How to Keep Teachers in the Profession

There is a commonly cited statistic that roughly 40-50% of new teachers leave the profession on their first five years. While I am curious know what other professions benefit from this significant migration, I am more interested in knowing the causal factors in the new teacher’s decision tree.

Is it that they don’t have a mentor to guide them? Could it be a lack of pre-service preparation for motivating and engaging students? Or is it the forces of bureaucracy and organizational stress that wear them down, with their older, wiser colleagues saying, “that’s not the way we do it around here.”

Critics of the education system and NCLB might opine that it is the relentless demand for meaningless, redundant paperwork, unattainable (for some) higher standards, or accountability to single test scores that makes new teachers seek something different for a career.

Or, sadly, is it a breakdown in the social fabric of the student’s and the larger society, with disintegrating respect for all things institutional that makes teachers feel they are waging a war alone and uphill?

Teachers eager to apply their own technological savvy may believe they must suffer lack of school – based resources needed to keep pace with the student’s own arsenal of tools they have at home and in their backpacks.

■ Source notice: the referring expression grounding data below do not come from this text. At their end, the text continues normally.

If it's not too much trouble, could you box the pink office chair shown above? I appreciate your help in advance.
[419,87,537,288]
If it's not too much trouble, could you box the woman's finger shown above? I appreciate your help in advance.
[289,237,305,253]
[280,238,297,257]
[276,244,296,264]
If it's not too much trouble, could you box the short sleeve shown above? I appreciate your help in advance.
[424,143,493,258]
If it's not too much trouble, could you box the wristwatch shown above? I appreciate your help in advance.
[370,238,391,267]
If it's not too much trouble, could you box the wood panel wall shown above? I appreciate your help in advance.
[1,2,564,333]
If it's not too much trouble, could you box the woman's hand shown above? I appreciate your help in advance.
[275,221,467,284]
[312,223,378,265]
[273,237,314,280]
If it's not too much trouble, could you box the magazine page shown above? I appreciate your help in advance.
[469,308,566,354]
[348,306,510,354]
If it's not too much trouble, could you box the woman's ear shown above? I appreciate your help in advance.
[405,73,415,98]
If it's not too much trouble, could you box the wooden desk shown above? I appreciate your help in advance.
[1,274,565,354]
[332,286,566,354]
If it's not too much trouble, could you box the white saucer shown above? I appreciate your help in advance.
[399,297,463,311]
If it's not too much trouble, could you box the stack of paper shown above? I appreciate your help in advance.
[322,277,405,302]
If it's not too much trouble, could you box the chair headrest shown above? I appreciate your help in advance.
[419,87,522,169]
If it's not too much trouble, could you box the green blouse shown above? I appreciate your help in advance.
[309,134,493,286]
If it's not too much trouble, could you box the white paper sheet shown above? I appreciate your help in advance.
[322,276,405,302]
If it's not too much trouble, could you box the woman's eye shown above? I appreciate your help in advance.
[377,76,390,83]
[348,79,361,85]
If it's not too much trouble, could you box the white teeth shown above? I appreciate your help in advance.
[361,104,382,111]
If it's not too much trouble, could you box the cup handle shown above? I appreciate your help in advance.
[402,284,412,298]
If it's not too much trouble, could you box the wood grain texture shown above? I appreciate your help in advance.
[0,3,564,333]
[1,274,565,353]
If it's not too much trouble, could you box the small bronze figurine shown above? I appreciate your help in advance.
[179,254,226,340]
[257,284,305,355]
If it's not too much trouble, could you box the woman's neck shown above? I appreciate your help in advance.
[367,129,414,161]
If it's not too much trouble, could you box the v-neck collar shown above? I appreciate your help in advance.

In the final analysis, a formal one that still needs to be done, it is probably all of these coupled with a lack of time. For any teacher who desires to do the best job they can because they care about the kind of world their students will inherit and because they are deeply concerned about the skills they want their students to develop and apply to making the world a better place, that teacher will not sleep nearly as much as those people in professions that do not require one to take one’s job home with them.

Until we find ways to help teachers and administrators support one another, honor them for their devotion and dedication to their craft and to their students, and give them the autonomy to influence the policies and practices that directly impact their ability to do their jobs, we will continue to endure the consequences of ‘teacher flight” to other more lucrative, more fun, and more engaging careers.